I’m not a gamer in the traditional sense of having a controller in my hand and watching a game playout on a television screen, but almost every day in my home, at any given hour you will find my husband and I, eye to eye, a Scrabble Board between us. This article by Shellie Karabell puts into words what I have always known. Playing Scrabble, in a strategic manner, makes me a better business person, problem solver and leader. Maximizing what you have, not what you wish you had, makes you a better strategist. Enjoy the read!
From: Forbes Magazine
Author: Shellie Karabell
Play enough Scrabble and you will come to view the world around you differently. You will look at risk differently. You will look at opportunities differently. Entrepreneurs may come up with ideas different enough from the competition to be successful. Playing challenging games such as Scrabble may even help you to keep your wits about you as you get older.
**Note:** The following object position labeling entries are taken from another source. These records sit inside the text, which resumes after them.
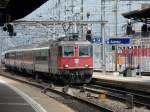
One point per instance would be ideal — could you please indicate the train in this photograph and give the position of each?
(66, 60)
(136, 57)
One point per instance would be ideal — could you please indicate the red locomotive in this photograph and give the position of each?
(68, 60)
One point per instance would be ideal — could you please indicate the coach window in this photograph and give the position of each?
(68, 50)
(84, 50)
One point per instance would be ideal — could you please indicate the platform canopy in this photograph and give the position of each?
(142, 15)
(15, 9)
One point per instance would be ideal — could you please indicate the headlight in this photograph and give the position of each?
(66, 66)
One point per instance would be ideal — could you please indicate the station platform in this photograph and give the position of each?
(11, 101)
(141, 83)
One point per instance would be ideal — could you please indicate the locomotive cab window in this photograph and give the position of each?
(84, 50)
(68, 51)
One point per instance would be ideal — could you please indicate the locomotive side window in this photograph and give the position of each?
(68, 51)
(84, 50)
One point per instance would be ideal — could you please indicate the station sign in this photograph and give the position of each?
(96, 40)
(119, 41)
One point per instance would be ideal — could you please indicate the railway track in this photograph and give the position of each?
(140, 98)
(85, 93)
(62, 90)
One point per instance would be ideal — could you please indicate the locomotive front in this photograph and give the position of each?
(75, 61)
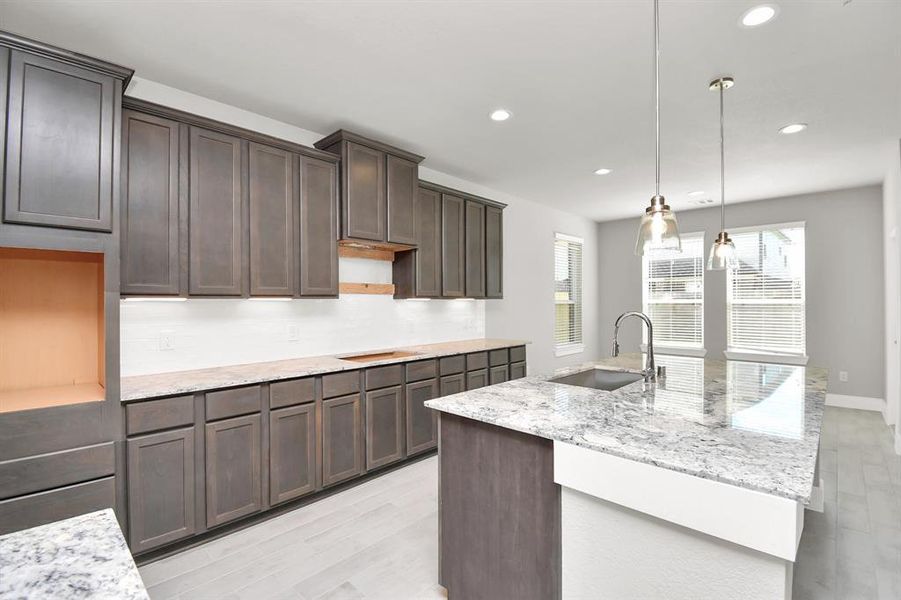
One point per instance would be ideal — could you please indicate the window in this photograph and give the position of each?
(765, 293)
(567, 294)
(673, 296)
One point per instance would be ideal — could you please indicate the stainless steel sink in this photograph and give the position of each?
(599, 379)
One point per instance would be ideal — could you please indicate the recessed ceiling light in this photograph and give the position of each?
(500, 114)
(758, 15)
(793, 128)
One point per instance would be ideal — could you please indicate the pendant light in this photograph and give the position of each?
(722, 251)
(658, 229)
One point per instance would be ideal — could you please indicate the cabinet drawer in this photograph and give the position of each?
(154, 415)
(380, 377)
(423, 369)
(340, 384)
(476, 361)
(451, 365)
(518, 354)
(231, 403)
(497, 358)
(289, 393)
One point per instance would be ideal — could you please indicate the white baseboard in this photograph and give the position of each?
(817, 498)
(858, 402)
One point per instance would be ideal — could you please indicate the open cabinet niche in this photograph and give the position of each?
(52, 342)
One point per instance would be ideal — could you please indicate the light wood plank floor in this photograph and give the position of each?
(379, 540)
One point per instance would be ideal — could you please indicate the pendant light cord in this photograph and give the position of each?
(657, 94)
(722, 164)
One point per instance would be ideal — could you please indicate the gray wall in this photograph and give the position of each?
(844, 264)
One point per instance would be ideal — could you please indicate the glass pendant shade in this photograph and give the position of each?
(722, 253)
(658, 231)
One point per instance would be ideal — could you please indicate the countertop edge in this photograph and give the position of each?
(311, 371)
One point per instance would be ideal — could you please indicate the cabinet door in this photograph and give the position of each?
(364, 205)
(149, 239)
(403, 187)
(292, 452)
(342, 439)
(453, 384)
(216, 214)
(428, 242)
(160, 488)
(270, 185)
(494, 252)
(422, 422)
(233, 484)
(475, 249)
(476, 379)
(497, 374)
(453, 247)
(318, 227)
(384, 427)
(61, 146)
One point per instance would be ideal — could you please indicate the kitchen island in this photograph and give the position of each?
(691, 487)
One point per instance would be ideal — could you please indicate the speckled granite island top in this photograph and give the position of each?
(82, 557)
(140, 387)
(752, 425)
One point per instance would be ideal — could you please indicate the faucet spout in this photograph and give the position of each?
(650, 372)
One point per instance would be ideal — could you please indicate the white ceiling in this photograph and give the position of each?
(576, 74)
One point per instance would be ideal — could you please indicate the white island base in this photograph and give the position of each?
(633, 530)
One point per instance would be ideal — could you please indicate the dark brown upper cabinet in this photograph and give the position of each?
(62, 137)
(270, 186)
(318, 227)
(403, 188)
(494, 252)
(216, 214)
(378, 187)
(475, 249)
(150, 234)
(417, 273)
(453, 246)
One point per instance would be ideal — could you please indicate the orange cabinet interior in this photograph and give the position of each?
(51, 328)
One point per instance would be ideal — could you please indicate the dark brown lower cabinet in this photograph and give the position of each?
(452, 384)
(517, 370)
(384, 426)
(497, 374)
(233, 483)
(160, 488)
(476, 379)
(292, 452)
(342, 439)
(422, 422)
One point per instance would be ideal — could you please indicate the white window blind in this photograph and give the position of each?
(567, 294)
(765, 293)
(673, 295)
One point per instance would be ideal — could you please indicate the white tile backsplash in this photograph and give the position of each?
(217, 332)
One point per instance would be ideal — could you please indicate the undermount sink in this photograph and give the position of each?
(372, 357)
(599, 379)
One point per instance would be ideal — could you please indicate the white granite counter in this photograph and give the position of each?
(182, 382)
(753, 425)
(82, 557)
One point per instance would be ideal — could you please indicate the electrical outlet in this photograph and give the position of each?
(166, 340)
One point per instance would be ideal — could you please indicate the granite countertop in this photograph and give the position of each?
(140, 387)
(752, 425)
(82, 557)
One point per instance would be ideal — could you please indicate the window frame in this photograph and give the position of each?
(574, 347)
(700, 350)
(767, 356)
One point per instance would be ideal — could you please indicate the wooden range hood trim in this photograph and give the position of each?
(384, 289)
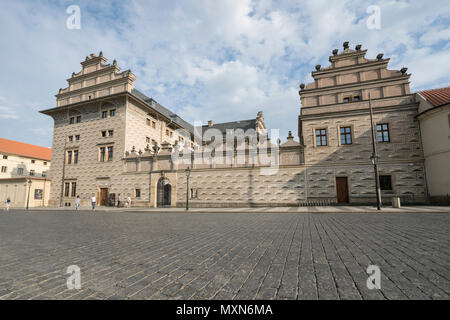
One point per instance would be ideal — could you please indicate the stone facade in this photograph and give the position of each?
(434, 118)
(145, 139)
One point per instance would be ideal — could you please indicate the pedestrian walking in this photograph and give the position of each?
(7, 204)
(119, 198)
(77, 202)
(93, 201)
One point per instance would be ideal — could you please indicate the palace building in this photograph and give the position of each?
(111, 139)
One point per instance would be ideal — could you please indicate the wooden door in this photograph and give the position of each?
(342, 189)
(104, 197)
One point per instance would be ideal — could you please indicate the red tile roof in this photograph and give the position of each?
(25, 149)
(437, 97)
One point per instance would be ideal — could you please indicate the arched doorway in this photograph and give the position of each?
(164, 192)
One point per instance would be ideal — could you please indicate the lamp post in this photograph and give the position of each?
(188, 173)
(29, 182)
(374, 158)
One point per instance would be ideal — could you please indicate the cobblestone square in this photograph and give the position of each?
(242, 255)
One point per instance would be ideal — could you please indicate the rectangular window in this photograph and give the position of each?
(66, 189)
(346, 135)
(383, 132)
(321, 137)
(385, 183)
(74, 189)
(110, 153)
(38, 194)
(102, 154)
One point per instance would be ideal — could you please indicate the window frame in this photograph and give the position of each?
(382, 182)
(320, 136)
(345, 135)
(73, 190)
(110, 152)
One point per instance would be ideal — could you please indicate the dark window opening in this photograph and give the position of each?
(346, 135)
(110, 153)
(321, 137)
(74, 189)
(383, 132)
(102, 154)
(386, 183)
(66, 189)
(69, 157)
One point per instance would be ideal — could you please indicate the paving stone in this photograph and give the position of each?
(291, 255)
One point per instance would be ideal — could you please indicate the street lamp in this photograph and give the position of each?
(188, 173)
(374, 158)
(29, 188)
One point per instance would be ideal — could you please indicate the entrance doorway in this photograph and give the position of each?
(104, 194)
(342, 190)
(164, 193)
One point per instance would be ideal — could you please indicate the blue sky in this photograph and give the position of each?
(223, 60)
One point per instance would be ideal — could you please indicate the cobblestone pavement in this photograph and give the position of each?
(126, 255)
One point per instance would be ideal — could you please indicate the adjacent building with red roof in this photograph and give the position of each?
(24, 172)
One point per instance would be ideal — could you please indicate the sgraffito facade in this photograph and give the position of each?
(128, 144)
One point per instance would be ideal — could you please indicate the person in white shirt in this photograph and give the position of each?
(93, 201)
(77, 202)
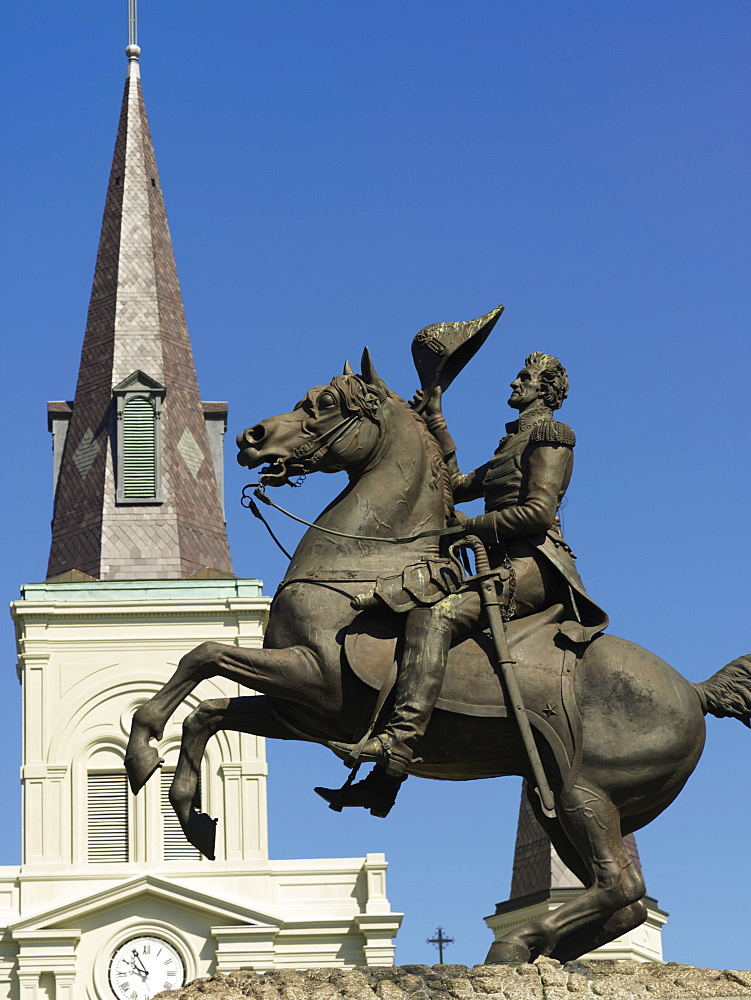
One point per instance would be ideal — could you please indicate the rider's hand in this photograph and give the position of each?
(459, 518)
(434, 408)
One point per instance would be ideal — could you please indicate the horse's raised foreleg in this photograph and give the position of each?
(243, 715)
(293, 673)
(607, 908)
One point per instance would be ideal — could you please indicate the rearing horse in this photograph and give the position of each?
(640, 724)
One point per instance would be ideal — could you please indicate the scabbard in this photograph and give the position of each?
(492, 605)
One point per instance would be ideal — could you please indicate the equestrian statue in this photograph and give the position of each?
(387, 645)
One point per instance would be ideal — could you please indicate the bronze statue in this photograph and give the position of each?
(523, 486)
(607, 728)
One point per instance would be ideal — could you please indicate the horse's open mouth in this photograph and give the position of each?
(278, 473)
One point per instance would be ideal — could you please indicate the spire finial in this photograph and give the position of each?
(133, 51)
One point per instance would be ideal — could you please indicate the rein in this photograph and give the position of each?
(258, 492)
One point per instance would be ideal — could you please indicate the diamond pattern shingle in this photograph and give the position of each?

Indeed, I am firmly convinced there are axioms embedded in the principles of the game of Scrabble which are applicable to quotidian life and certainly to life in the business world.
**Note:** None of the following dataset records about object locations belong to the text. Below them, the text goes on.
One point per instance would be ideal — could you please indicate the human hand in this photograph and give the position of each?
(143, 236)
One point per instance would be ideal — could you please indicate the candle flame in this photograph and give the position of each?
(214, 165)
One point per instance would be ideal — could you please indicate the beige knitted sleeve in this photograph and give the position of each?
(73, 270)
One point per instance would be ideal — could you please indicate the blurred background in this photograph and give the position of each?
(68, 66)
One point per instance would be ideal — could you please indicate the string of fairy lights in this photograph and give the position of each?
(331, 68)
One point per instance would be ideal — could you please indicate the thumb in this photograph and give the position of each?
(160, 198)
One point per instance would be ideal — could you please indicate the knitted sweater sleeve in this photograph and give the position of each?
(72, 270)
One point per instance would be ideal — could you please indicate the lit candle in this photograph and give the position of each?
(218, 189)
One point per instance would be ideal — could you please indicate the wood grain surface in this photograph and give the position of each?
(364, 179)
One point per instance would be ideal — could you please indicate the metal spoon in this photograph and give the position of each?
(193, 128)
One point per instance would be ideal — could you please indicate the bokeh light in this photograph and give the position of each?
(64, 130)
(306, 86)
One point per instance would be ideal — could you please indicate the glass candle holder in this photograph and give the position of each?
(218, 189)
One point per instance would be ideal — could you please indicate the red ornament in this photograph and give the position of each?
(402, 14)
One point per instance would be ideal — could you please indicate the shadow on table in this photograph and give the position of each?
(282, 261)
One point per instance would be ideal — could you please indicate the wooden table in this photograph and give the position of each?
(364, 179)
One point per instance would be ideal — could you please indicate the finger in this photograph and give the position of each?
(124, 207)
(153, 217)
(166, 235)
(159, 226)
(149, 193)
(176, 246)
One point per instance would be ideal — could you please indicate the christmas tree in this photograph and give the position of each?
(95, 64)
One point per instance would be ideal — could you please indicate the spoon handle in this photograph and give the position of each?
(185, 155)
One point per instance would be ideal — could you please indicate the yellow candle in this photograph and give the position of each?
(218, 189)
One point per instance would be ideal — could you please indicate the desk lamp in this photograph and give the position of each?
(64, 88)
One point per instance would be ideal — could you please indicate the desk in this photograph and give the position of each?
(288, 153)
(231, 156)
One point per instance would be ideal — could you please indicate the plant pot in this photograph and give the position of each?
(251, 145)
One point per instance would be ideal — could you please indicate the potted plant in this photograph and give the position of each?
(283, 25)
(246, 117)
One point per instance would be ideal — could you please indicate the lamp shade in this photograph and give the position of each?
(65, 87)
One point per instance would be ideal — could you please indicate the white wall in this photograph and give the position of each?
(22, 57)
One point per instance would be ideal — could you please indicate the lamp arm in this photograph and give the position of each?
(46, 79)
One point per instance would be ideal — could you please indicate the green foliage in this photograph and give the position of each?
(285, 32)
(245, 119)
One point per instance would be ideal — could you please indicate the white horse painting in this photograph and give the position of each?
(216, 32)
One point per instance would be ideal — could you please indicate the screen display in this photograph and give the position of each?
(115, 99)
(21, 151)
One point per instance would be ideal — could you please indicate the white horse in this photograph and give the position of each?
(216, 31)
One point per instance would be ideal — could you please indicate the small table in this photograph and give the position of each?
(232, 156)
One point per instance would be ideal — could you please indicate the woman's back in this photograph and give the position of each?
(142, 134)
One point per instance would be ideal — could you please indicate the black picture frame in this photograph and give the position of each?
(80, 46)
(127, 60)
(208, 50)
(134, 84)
Here’s what playing Scrabble – successfully, I might add – for the past four decades has taught me about leadership and thinking strategically:
1. There are two types of “players” in the world: those who see what they have, where it fits, and then use it to the best of their ability; and then there are the others who see only what they don’t have and spend the rest of their turn bemoaning what isn’t there. Guess who wins?
2. You learn to build on what’s gone before. Hence, “ally” can become “laterally,” and so on.
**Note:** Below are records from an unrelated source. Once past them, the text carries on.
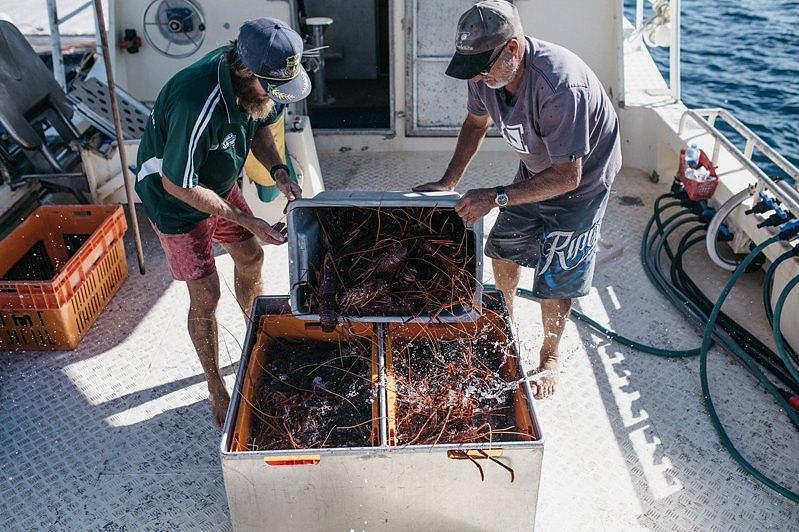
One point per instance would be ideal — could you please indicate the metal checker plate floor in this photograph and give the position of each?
(117, 434)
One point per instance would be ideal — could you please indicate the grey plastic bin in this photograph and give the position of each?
(304, 246)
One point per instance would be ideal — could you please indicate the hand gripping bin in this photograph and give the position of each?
(385, 485)
(308, 240)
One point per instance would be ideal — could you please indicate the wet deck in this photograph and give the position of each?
(117, 434)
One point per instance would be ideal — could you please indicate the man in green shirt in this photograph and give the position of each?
(205, 121)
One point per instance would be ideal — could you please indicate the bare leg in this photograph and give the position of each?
(553, 316)
(248, 257)
(506, 275)
(203, 298)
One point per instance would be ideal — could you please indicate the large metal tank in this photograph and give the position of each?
(477, 486)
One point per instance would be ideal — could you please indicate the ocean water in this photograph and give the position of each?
(742, 55)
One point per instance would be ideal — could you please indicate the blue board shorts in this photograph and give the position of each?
(558, 239)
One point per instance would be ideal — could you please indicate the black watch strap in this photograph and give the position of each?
(277, 167)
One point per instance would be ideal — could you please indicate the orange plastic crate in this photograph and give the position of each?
(56, 313)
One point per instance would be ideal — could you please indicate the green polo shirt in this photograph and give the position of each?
(196, 135)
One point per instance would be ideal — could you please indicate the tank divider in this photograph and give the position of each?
(380, 331)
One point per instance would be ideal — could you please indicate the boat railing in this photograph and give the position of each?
(706, 119)
(55, 36)
(672, 17)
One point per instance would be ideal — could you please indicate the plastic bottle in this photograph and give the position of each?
(692, 156)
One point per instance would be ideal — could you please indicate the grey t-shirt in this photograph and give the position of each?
(561, 113)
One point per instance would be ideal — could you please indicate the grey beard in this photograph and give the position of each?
(513, 66)
(257, 110)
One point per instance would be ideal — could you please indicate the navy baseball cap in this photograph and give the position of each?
(272, 50)
(481, 29)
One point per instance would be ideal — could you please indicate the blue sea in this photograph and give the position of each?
(742, 55)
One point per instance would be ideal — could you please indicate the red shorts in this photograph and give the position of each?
(190, 255)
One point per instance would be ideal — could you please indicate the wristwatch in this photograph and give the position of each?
(502, 197)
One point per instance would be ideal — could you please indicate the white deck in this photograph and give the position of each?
(117, 434)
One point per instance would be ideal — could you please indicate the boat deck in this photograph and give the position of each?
(118, 435)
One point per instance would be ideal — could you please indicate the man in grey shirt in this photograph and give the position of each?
(553, 111)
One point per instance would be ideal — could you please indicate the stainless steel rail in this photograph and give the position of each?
(706, 118)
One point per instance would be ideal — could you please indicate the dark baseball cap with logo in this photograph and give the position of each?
(272, 50)
(484, 27)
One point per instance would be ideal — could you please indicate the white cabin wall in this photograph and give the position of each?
(144, 73)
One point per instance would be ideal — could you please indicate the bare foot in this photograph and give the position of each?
(219, 399)
(545, 385)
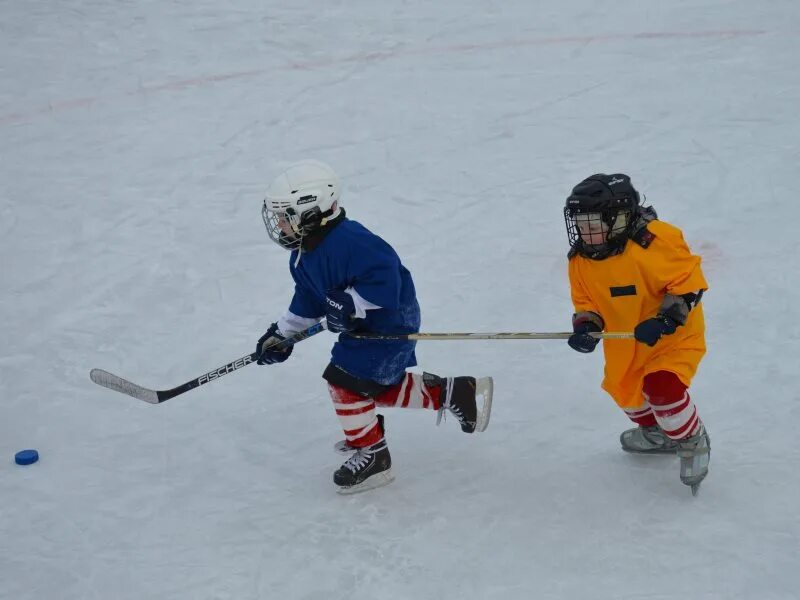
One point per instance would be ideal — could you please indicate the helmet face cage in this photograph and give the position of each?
(286, 227)
(280, 228)
(598, 233)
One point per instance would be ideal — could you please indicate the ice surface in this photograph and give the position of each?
(136, 139)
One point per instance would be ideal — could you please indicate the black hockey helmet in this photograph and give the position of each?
(600, 214)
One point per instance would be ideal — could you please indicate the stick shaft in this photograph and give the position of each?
(611, 335)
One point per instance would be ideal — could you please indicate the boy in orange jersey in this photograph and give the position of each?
(630, 271)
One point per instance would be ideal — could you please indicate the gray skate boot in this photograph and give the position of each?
(695, 453)
(647, 440)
3. You learn that not everything is a major strategic victory; sometimes a “quick win” is the best you can do – like adding a “s” to "house."
4. You learn to dump what you don’t need. Like when you have five vowels (refer to No. 2 and No. 3 above).
5. You learn how to handle potential problems – like getting stuck with a “q” or a “z” in the last minutes of the game. You learn to use it to your advantage while not throwing it to your opponent(s) to use to beat you.
6. You learn the need to open up, put letters out there so the game doesn’t become too inner-focused with nowhere to go. Just for the good of the game, to make things interesting, to give others a chance to excel, too.
7. You learn to capitalize on your surroundings: like making sure you put a “k” over that “triple-letter” square, or position your word over the “triple word’ square.
8. You learn not to leave yourself vulnerable. Like ending that noun containing the Z and Q and X just in front of an empty triple-word score square so your opponent can make a plural out of it and get points for all your hard work.
9. You bone up on the rules – not just of the game (which helps you avoid penalties) , but the rules pertaining to those weird things like two-letter words which can help you get rids of letters – including clumsy letters like the “q.”
10. You realize that there is still an element of luck involved over which you have no control. But you play anyway.